In Utrecht, the heat transition vision aims to phase out natural gas by 2050. The district of Noordoost is one of seven pilot sites of the E2-CUTIES project, which is actively shaping the energy transition.
The LEC Noordoost brings together the citizen cooperative Griftstroom, the Municipality of Utrecht. The cooperative envisions a “social energy neighbourhood”, combining sustainable heating alternatives, solar energy, and efficiency measures with social goals.
They are supported by two expert partners: Energie Samen, the national energy cooperatives’ association, and the University of Applied Sciences Utrecht.
A diverse district with shared challenges
Noordoost is a 40,000-resident district made up of eleven neighbourhoods that range from highly educated to youth-dense and socially vulnerable areas. Most homes still rely on individual natural‑gas boilers. While district heating is a promising option for several neighbourhoods, the diversity of building stock, ownership patterns, and socio-economic conditions means that solutions must be highly tailored.
Building the foundations of a strong Local Energy Community
Griftstroom, a community-led cooperative, unites residents’ knowledge, digital platforms and neighbourhood networks to create a connected, welcoming district in Noordoost. Its ambition goes beyond energy; the cooperative now sits at the centre of the neighbourhood’s transition to a natural‑gas-free future.
Founded in 2023, Griftstroom set out to give residents a stronger voice in the city’s heat‑transition agenda. In 2024, it spearheaded the development of an Energy Vision, crafted by and for Noordoost residents, through energy cafés, co-creation sessions, and strategic community teams. The vision produced weighted scenarios, a resident manifesto, and an assessment of governance, ownership and participation options for potential heat solutions, while respecting neighbourhood differences.
The municipality, committed to Utrecht’s Heat Transition Vision, works with Griftstroom to align policy frameworks and planning. Together they desgined a governance structure that balances municipal responsibility with citizen ownership. The result is a collaborative framework that integrates local energy ambitions into the city’s broader transition strategy, while keeping residents at the heart of decision-making. This model ensures flexibility, as Griftstroom professionalises and as national heat‑law requirements shift.
Next steps to go the extra mile
With the partnership with Griftstroom speeding up, the municipality has widened its neighbourhood-based transition from three pilot areas to the entire Noordoost district. The main challenge for the city is system-level coordination: managing diverse neighbourhoods, integrating heat networks with broader infrastructure, and complying with the upcoming heat law that will shift designating heat zones and selecting providers for municipalities. In light of lessons from the city, including the withdrawal of an energy supplier, the municipality has begun talks about creating a public heat company. The new Heat Policy Note prioritises energy communities in heat‑zone tendering, and Griftstroom is one of three neighbourhood initiatives exploring this path.

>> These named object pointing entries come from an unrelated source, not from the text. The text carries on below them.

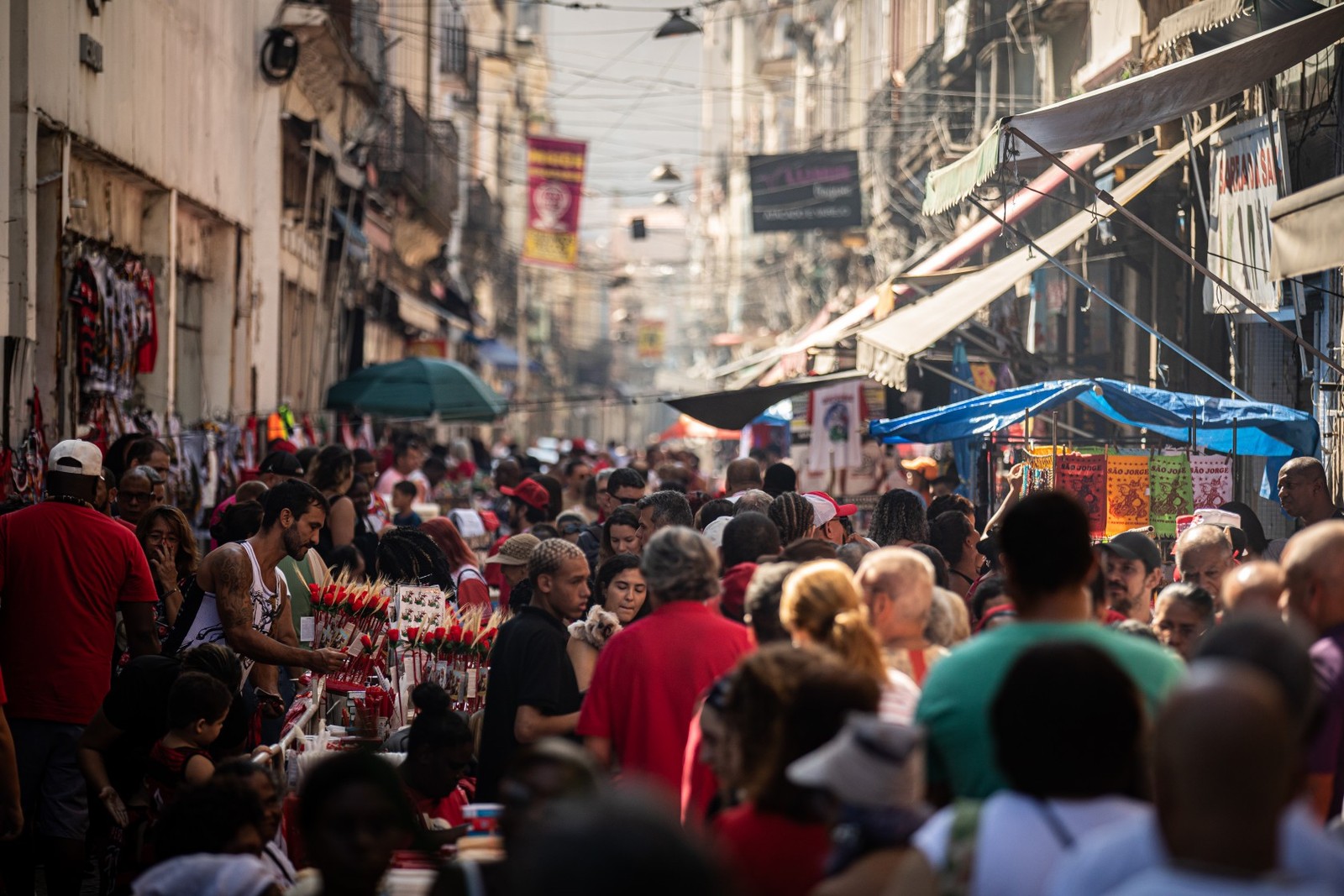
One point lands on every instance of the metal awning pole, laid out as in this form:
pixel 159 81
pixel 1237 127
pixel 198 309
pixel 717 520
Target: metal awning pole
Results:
pixel 1116 305
pixel 1176 250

The Local Energy Community needs joint roadmaps that align municipal infrastructure planning with the cooperative’s ambitions, backed by expert advice on sustainable sources and system design.
Financially and legally, both sides face unclear frameworks. Griftstroom still lacks stable funding and clear liability rules, while the municipality must define its financing role, tackle fragmented subsidies, and implement the new heat legislation.
Building an inclusive community, a key success factor
Griftstroom has rolled out a survey tool to capture residents’ views, wishes, and needs, and in November 2025, the Municipality of Utrecht mailed a neighbourhood letter to 20 000 addresses in Noordoost, inviting recipients to one of four information gatherings. Those sessions updated citizens on the latest research and developments, and in 2026, a first exploration of collective heat pumps will be held in neighbourhood in Noordoost. Meanwhile, Griftstroom continues to nurture a platform where residents can co‑design energy‑transition initiatives. Monthly resident-led activities, ranging from workshops to informal meetings, fuel the emergence of pilot ideas. Though the initiative operates on multiple independent tracks, it remains a work in progress: the coalition still seeks active volunteers to develop a neighbourhood-level renewable heating system, and it is aligning its processes more tightly with municipal plans.
The Local Energy Community (LEC) therefore focuses on bottom‑up legitimacy, aiming to convince residents to join the cooperative and bring diverse volunteers to the table. Both actors stress inclusive participation as vital but note challenges in reaching under‑represented groups. Griftstroom currently has 60 members and targets 1 300, a growth that will reinforce the local energy community.
The story of Noordoost highlights both the complexity and potential of community-led decarbonisation. Griftstroom and the Municipality of Utrecht are learning how to share responsibilities, balance formal governance with flexibility, and engage a socially diverse district in shaping its own energy future.
To support the transition in Utrecht, the LEC can count on its European peers and be inspired by the other pilot sites of the E2-CUTIES project: Dublin-Balbriggan, Leuven and Strasbourg.